Copenhagen Lab Cracks Tough Pancreatic Cancer Puzzle
A Danish research team has developed a breakthrough therapy for pancreatic cancer, one of the deadliest forms of the disease. Their work shows how university scientists are solving problems Big Pharma won't touch.
Scientists in Copenhagen are winning battles against pancreatic cancer that drug companies said couldn't be won.
Professor Lars Henning Milman Engelholm leads a research team at the University of Copenhagen's Finsen Laboratory, where they've spent a decade cracking one of medicine's toughest puzzles. Pancreatic cancer kills faster than almost any other cancer, partly because tumors hide behind protective barriers that block traditional treatments.

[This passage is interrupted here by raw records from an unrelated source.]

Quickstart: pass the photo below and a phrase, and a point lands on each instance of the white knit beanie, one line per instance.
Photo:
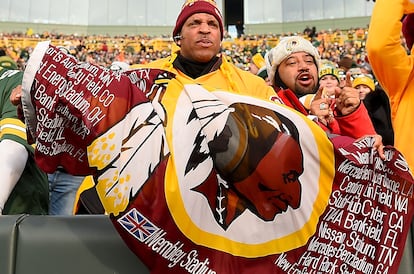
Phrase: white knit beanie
(286, 47)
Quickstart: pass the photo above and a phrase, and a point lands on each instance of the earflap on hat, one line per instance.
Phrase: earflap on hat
(408, 30)
(258, 60)
(191, 7)
(328, 68)
(7, 63)
(364, 80)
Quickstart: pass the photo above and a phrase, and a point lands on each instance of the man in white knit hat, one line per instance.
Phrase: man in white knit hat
(293, 72)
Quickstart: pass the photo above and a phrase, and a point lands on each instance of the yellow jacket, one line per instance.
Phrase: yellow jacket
(393, 68)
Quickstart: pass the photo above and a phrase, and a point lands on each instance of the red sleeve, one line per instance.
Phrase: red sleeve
(356, 124)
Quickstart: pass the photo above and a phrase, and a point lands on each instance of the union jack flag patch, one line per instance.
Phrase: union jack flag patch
(137, 225)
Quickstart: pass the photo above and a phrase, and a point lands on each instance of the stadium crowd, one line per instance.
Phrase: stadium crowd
(103, 50)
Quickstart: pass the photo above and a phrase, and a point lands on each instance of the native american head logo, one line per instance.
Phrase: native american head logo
(257, 161)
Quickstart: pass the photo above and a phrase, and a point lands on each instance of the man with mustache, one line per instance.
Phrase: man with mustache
(293, 71)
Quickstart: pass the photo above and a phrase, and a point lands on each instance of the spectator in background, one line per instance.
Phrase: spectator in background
(23, 187)
(378, 105)
(293, 71)
(258, 66)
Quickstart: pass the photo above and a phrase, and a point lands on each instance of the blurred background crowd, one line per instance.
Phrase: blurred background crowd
(333, 45)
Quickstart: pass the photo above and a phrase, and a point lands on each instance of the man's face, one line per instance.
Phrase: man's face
(200, 37)
(299, 73)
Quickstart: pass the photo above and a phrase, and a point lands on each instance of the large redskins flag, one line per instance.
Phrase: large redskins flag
(198, 180)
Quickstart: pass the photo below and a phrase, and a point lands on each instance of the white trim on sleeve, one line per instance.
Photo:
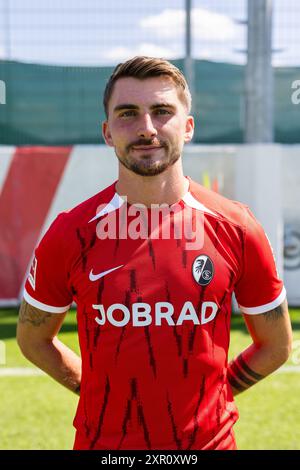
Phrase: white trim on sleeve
(41, 306)
(266, 307)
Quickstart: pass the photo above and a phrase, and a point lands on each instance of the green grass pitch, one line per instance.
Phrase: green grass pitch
(37, 413)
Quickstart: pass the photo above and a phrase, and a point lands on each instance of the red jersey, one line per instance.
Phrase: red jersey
(154, 314)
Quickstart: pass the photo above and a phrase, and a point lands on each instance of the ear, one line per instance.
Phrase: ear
(106, 134)
(189, 129)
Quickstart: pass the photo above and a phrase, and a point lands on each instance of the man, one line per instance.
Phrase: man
(153, 311)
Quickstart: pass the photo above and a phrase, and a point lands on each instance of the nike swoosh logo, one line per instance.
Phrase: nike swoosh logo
(95, 277)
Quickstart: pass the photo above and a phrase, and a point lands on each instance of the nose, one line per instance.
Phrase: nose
(146, 127)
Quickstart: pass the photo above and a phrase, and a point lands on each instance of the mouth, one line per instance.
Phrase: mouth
(147, 148)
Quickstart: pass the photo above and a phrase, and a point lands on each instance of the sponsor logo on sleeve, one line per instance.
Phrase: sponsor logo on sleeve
(32, 273)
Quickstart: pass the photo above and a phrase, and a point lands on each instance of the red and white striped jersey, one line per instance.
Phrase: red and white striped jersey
(154, 313)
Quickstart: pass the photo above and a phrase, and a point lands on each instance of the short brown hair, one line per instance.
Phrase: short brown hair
(143, 67)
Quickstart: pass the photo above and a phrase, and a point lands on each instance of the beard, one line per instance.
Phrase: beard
(146, 165)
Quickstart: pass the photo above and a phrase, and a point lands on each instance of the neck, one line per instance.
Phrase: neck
(166, 188)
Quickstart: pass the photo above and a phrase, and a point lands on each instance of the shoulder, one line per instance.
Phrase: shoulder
(84, 212)
(224, 209)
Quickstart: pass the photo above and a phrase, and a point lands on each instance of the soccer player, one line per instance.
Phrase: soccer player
(154, 287)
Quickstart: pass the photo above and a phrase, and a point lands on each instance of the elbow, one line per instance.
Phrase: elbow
(281, 355)
(24, 344)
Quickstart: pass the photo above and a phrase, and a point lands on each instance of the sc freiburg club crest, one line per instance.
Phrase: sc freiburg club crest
(203, 270)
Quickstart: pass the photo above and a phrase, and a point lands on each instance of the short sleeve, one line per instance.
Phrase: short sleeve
(259, 288)
(47, 286)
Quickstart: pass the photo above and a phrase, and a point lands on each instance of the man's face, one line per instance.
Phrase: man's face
(147, 124)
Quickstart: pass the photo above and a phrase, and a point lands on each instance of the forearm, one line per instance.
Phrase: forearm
(252, 365)
(57, 360)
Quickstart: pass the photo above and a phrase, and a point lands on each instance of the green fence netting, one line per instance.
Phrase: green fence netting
(57, 105)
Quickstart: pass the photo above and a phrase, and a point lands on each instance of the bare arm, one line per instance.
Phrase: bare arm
(271, 334)
(37, 338)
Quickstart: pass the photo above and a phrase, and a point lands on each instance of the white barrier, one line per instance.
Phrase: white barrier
(266, 177)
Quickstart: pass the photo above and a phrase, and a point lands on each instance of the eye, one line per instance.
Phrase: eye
(162, 111)
(129, 113)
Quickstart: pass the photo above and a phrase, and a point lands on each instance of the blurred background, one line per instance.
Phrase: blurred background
(242, 62)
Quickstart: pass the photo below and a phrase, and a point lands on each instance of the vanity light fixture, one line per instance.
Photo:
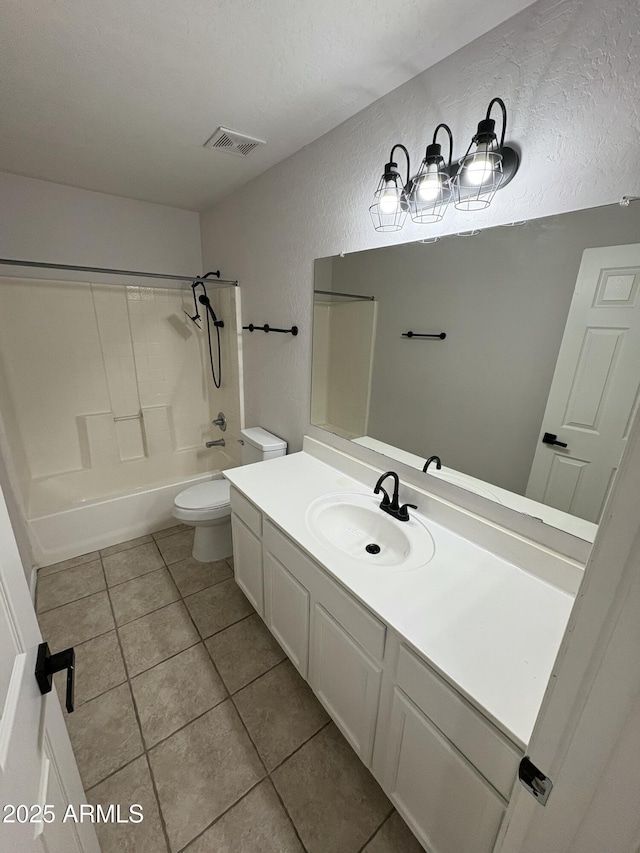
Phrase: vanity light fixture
(480, 172)
(471, 183)
(431, 189)
(389, 207)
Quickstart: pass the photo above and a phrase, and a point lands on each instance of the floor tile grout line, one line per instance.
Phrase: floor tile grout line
(251, 740)
(222, 814)
(193, 719)
(253, 680)
(135, 577)
(71, 601)
(66, 568)
(267, 771)
(376, 830)
(161, 568)
(142, 738)
(229, 696)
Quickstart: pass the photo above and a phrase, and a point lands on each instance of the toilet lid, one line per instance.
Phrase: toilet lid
(204, 495)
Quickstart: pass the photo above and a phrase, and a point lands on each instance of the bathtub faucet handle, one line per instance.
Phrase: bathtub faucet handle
(219, 443)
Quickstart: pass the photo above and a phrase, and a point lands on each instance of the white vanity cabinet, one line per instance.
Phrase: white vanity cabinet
(287, 611)
(246, 529)
(448, 770)
(346, 680)
(315, 619)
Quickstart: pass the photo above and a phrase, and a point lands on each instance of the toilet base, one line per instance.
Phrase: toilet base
(212, 541)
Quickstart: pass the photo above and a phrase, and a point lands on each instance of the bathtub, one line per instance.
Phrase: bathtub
(97, 524)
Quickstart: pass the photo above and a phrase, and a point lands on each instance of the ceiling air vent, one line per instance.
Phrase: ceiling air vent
(233, 142)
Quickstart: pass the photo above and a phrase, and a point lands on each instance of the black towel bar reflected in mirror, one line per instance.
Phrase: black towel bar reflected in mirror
(267, 328)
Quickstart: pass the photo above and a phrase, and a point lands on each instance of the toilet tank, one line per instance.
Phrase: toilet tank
(260, 445)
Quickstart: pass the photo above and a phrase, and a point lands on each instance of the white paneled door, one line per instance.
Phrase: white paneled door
(594, 393)
(39, 778)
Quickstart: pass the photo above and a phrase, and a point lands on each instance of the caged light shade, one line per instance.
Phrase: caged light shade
(431, 190)
(389, 206)
(480, 172)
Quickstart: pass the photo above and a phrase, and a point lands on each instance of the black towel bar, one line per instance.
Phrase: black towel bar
(267, 328)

Engelholm's team focused on what makes these tumors so stubborn. Cancer cells in the pancreas surround themselves with stromal cells that act like bodyguards, shielding the cancer from chemotherapy and other drugs.
The solution? Antibody-drug conjugates, or ADCs. Think of them as smart missiles that can slip past the bodyguards and strike the cancer directly. These highly targeted therapies reach places conventional treatments simply cannot.
This breakthrough took ten years of patient, methodical work. Pharmaceutical companies typically avoid research like this because the path is too uncertain and the timeline too long to guarantee profits.

Why This Inspires
Engelholm's success on World Cancer Day reveals something powerful about how medical progress actually happens. Universities and publicly funded labs tackle the hardest problems first, doing the risky groundwork that opens doors for everyone else.
His team proved that with enough time and support, even the most defensive cancers can be outsmarted. The work demonstrates that some of medicine's biggest wins come from researchers who have the freedom to think long term without shareholders demanding quick returns.
The pharmaceutical industry plays a vital role in developing and scaling treatments. But stories like this remind us that breakthrough discoveries often begin in university labs powered by public and philanthropic funding, where scientists can chase answers for years without worrying about quarterly earnings.
Engelholm's decade of dedication is now creating real treatment options for patients facing a cancer that once meant almost certain death. His approach to understanding tumor biology is opening new pathways not just for pancreatic cancer, but potentially for other hard-to-treat cancers too.
The research continues, and each step forward brings hope to families who desperately need it.